Kebebasan Berbahasa atau Salah Lafal?

Waktu menjadi murid SD, terasa menyebalkan jika menghadapi hari Senin. Seolah memulai hidup baru berojol dari liang garba ibu, liburan, lalu harus menghadapi hal yang serius bukan main. Biasa, ritual hari Senin! Upacara bendera! Amanat pembina upacara! Disiplin. Terus diputar berlang-ulang oleh kepala sekolah atau dewan guru. Kadang dengan bahasa berbeda, tapi dengan isi yang persis sama.

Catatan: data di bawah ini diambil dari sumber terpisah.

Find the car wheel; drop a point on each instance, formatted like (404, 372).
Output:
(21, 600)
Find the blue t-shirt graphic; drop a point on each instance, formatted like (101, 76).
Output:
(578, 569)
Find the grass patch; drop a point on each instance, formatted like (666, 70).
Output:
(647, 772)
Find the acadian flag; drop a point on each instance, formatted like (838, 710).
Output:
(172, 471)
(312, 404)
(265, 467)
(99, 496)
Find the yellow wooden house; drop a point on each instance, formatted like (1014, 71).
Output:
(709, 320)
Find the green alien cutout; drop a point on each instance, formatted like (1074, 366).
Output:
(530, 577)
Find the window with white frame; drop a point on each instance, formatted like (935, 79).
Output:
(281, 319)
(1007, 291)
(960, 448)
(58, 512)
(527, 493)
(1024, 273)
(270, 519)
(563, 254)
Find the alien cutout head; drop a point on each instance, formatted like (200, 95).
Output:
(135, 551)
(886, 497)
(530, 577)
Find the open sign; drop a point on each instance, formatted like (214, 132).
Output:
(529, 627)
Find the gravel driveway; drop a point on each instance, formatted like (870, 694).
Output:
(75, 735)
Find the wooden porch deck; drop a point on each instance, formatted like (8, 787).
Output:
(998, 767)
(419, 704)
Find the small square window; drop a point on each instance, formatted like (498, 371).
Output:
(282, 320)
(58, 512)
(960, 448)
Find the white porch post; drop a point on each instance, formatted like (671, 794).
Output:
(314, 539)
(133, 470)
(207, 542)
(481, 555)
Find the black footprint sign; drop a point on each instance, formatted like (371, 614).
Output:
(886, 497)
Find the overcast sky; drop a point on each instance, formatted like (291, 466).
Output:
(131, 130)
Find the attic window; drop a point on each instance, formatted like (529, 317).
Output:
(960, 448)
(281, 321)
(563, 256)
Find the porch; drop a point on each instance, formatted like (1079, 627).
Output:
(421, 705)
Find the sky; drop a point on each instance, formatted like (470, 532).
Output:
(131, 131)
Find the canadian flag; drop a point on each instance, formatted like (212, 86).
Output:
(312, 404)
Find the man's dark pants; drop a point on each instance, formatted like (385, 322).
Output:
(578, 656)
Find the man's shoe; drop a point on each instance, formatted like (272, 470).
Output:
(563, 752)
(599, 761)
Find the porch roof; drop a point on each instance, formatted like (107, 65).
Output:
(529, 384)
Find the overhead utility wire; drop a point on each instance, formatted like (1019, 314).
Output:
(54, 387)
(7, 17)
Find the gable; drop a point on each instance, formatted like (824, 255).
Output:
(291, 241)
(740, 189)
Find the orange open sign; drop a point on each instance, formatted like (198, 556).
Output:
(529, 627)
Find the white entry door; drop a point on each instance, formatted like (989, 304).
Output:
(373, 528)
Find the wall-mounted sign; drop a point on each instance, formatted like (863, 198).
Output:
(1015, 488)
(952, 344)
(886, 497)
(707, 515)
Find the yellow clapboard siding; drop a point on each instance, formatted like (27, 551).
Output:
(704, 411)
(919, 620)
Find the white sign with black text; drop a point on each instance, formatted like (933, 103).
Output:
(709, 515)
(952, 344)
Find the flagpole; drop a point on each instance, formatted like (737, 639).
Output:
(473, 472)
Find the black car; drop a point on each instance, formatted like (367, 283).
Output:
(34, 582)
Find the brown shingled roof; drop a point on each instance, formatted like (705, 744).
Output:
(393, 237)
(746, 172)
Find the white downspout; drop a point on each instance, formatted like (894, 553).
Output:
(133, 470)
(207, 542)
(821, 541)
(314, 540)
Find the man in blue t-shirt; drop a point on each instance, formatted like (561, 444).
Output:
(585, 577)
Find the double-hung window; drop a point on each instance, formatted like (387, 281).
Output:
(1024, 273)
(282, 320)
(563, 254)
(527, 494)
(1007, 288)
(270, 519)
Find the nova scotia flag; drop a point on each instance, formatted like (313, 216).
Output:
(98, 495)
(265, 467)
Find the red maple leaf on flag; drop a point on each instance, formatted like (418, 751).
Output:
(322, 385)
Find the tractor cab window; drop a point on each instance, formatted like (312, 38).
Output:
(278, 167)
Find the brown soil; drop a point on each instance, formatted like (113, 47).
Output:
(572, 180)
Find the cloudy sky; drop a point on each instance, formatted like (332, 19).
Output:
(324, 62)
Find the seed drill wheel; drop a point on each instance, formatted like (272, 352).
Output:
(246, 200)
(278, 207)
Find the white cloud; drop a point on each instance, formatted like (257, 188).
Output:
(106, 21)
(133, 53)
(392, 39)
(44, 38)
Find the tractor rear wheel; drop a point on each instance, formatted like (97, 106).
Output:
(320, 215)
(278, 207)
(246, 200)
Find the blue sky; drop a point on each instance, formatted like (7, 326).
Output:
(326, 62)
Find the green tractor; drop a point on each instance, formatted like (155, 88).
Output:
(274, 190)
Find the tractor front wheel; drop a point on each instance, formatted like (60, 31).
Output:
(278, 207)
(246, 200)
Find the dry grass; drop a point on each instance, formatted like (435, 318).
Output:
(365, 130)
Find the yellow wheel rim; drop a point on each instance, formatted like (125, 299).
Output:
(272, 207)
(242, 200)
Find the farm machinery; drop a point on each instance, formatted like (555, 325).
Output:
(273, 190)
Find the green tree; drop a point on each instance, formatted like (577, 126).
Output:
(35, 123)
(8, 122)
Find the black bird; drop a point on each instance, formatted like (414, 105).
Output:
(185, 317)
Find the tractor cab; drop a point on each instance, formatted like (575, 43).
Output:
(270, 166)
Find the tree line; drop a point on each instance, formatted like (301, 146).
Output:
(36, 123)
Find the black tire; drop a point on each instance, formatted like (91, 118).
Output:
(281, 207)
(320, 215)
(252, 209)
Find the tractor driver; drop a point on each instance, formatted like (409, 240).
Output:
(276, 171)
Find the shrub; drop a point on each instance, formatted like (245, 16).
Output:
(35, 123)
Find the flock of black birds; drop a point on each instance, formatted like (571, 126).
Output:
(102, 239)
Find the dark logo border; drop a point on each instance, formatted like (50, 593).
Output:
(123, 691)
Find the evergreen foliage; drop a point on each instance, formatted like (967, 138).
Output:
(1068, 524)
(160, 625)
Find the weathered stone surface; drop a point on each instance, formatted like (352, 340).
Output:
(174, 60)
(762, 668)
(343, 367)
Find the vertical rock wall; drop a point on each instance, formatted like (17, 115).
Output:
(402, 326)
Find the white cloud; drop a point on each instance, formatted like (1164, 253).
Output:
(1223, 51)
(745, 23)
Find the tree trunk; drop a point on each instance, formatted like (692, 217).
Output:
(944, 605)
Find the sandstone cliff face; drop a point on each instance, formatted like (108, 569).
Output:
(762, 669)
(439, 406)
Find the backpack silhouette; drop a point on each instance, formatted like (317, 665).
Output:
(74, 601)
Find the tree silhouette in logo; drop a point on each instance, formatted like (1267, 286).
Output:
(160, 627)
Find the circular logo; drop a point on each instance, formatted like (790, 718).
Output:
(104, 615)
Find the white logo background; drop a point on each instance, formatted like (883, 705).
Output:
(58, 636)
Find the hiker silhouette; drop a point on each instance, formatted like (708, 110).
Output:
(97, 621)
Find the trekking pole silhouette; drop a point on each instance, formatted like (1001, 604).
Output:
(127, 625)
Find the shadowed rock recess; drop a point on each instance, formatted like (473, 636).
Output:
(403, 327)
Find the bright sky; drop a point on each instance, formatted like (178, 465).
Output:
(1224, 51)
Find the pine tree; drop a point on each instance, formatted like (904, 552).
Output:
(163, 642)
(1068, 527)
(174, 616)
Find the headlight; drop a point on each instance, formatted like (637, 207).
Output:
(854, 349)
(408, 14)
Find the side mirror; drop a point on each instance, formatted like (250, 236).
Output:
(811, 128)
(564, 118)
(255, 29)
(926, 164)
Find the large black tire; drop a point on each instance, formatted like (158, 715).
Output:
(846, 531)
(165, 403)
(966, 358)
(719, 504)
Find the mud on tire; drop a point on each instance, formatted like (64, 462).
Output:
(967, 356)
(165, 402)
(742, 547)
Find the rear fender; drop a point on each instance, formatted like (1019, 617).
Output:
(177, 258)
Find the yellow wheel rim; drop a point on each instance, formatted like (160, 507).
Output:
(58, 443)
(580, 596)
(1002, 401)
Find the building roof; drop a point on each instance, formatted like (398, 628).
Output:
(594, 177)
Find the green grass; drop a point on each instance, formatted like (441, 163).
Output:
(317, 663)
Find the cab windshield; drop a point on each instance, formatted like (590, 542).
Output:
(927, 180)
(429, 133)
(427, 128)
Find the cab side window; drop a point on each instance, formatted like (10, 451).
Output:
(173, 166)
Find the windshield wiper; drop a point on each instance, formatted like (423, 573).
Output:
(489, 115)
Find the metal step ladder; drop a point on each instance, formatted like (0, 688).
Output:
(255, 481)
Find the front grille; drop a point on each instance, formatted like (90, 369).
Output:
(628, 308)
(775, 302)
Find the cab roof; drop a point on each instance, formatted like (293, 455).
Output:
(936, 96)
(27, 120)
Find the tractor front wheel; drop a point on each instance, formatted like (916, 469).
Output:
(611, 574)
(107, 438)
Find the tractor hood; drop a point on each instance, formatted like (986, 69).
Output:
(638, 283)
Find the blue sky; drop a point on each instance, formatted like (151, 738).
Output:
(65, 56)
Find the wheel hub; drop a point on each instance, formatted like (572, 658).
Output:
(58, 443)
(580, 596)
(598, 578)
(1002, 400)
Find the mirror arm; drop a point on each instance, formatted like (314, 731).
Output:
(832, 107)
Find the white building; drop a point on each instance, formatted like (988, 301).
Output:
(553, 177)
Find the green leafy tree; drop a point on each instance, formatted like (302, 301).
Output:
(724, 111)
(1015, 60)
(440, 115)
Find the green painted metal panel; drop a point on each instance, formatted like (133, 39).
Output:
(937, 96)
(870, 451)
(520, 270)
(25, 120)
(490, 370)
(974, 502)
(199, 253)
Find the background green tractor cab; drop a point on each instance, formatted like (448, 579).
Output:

Aku jelas tak bisa mengelak dari putaran itu.

Suatu Senin, hujan deras. Saking derasnya, upacara bendera tidak dilakukan. Wali kelasku, yang memang tinggal di lain desa, tidak datang. Saat itulah kami berkerumun ngobrolin film (dengan lafal pilem) Jaka Gledek yang ditonton di layar tancap malam Minggu.

Firman, salah seorang temanku memperagakan gerakan-gerakan silat Jaka Gledek ketika merubuhkan musuh-musuhnya. Gerakan-gerakannya gesit. Tak heran karena dia murid silat Mang Juhana, ahli silat di kampungku. Memang waktu itu kami sering belajar silat aliran Cikalong sehingga gerakan dalam film silat mudah ditiru oleh teman-teman.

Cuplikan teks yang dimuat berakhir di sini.